L’allarme è scattato, come detto, l’altra notte intorno alle 3.30 in via Pascoli, quando alcuni passanti hanno notato camminare lungo la via, zona Città Studi, un bimbetto in pigiama. I più volonterosi si sono subito dati da fare per fermarlo mentre altri chiamavano il 113. I cittadini hanno poi fatto compagnia al bimbo fino all’arrivo degli agenti che l’hanno preso in consegna. Lui, un bellissimo mulattino, comunque non sembrava spaventato, anzi prima ha riso e scherzato con i passanti poi si è fatto coccolare dagli agenti, senza dimostrare alcun timore verso le divise.
Dopo una ventina di minuti dal suo ritrovamento è arrivata trafelata una milanese di 25 anni. Era la madre, che ha spiegato ai poliziotti cosa era successo. Lei ha avuto quel figlio con un cittadino senegalese di 22 anni con il quale convive. Tra i due ultimamente i rapporti non sono molto buoni, tanto che, dopo aver litigato, l’africano, insieme con un connazionale, ha deciso di passare la serata nella discoteca «Matisse» di via Pascoli, appunto.
A una certa ora la donna, indispettita per la prolungata assenza del convivente, è uscita a cercarlo. Ma non sapendo a chi lasciare il figlioletto l’ha caricato sulla sua Fiat Punto con la quale si è messa a caccia del compagno. Arrivati in via Pascoli ha parcheggiato l’auto e, sono parole sue, avendo visto il bimbo placidamente addormentato sui sedili posteriori dell’auto avrebbe preferito non svegliarlo, contando di stare via solo pochi istanti.

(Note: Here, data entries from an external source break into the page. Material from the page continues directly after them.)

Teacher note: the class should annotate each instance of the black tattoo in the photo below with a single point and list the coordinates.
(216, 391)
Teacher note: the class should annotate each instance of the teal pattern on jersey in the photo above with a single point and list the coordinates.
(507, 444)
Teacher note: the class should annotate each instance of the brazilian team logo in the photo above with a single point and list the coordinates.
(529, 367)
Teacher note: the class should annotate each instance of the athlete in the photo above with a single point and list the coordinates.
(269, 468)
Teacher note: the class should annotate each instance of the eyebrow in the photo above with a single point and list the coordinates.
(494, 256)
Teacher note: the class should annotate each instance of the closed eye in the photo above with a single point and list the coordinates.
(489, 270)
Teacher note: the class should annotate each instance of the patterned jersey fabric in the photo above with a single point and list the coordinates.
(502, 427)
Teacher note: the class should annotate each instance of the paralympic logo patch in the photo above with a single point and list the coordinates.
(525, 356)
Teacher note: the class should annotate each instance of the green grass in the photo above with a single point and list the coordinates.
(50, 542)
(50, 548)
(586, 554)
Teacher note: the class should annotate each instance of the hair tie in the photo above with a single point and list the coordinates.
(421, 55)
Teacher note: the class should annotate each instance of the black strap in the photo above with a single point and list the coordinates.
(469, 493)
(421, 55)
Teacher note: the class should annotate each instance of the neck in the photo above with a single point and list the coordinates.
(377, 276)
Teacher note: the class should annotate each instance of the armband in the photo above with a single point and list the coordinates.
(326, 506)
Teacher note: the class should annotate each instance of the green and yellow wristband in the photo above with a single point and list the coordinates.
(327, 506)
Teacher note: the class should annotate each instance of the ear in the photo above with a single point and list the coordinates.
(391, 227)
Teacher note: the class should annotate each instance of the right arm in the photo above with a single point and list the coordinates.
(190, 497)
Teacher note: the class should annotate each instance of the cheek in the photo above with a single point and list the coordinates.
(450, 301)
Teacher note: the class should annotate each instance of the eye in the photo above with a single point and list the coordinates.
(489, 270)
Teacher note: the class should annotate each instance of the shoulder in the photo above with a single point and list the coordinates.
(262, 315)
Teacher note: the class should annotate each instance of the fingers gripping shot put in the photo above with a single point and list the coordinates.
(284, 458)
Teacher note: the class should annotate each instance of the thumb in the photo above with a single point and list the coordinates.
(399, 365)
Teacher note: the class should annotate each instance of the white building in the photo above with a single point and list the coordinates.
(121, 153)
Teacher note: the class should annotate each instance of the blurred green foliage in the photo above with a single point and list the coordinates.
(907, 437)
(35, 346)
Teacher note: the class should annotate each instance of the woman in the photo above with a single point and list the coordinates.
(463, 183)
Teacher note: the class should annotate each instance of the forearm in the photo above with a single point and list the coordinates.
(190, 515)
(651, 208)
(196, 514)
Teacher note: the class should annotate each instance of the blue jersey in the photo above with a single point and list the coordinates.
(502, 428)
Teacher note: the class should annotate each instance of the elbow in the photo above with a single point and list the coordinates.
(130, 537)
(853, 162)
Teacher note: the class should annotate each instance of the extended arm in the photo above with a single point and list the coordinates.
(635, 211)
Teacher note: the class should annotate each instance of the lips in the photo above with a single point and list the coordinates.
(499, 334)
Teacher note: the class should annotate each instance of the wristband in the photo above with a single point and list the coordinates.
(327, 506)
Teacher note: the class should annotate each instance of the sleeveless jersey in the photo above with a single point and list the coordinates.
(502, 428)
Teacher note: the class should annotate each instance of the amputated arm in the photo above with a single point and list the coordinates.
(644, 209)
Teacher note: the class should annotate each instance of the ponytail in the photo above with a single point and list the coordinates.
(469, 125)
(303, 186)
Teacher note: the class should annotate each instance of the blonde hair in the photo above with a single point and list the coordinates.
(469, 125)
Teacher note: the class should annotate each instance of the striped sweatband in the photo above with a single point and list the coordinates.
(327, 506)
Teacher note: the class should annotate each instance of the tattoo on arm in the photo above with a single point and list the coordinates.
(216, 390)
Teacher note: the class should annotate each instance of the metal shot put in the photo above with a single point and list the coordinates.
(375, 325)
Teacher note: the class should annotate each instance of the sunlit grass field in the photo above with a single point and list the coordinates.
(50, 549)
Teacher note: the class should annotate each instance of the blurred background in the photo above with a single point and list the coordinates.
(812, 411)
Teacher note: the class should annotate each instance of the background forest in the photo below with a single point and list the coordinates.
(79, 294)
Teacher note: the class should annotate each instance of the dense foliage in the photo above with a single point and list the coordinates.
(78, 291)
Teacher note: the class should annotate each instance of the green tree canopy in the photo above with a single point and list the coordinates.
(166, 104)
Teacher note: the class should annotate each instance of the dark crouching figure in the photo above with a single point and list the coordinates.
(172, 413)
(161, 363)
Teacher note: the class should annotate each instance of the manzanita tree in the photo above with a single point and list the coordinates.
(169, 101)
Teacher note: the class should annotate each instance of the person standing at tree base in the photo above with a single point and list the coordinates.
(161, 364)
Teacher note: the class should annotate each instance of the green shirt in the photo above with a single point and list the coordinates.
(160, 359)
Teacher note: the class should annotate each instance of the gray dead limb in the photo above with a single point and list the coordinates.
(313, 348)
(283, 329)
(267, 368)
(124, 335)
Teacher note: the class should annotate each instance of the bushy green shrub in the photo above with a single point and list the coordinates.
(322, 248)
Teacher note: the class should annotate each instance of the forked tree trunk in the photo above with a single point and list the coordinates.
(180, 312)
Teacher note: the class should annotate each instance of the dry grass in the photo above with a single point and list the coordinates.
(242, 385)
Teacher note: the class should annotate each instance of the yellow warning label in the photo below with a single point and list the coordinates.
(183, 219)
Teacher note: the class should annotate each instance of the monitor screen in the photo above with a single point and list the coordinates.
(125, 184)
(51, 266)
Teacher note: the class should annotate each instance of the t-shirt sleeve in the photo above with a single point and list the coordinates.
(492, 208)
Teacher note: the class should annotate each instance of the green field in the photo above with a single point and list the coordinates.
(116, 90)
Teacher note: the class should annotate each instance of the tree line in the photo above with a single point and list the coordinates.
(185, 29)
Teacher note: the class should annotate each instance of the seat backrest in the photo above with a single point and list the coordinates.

I pochi istanti sono diventati una mezz’oretta e nel frattempo il bambino si è svegliato, ha aperto la porta della vettura, è sceso in strada e si è messo a camminare in cerca della mamma. Fatti pochi passi è stato subito bloccato dai passanti che hanno fatto intervenire la polizia. La donna nel frattempo aveva raggiunto la discoteca, discusso con il convivente, senza però convincerlo, a quanto pare, a rientrare a casa visto che si è poi presentata da sola. Gli agenti a quel punto si sono recati in discoteca dove effettivamente hanno rintracciato l’africano ancora insieme all’amico che ha confermato punto per punto la versione della sua compagna.
Tutto è bene quel che finisce bene, come si suol dire in questi casi, e i poliziotti non hanno avuto difficoltà a riconsegnare il bimbetto alla mamma. Ma non hanno potuto evitarle la denuncia per abbandono di minore.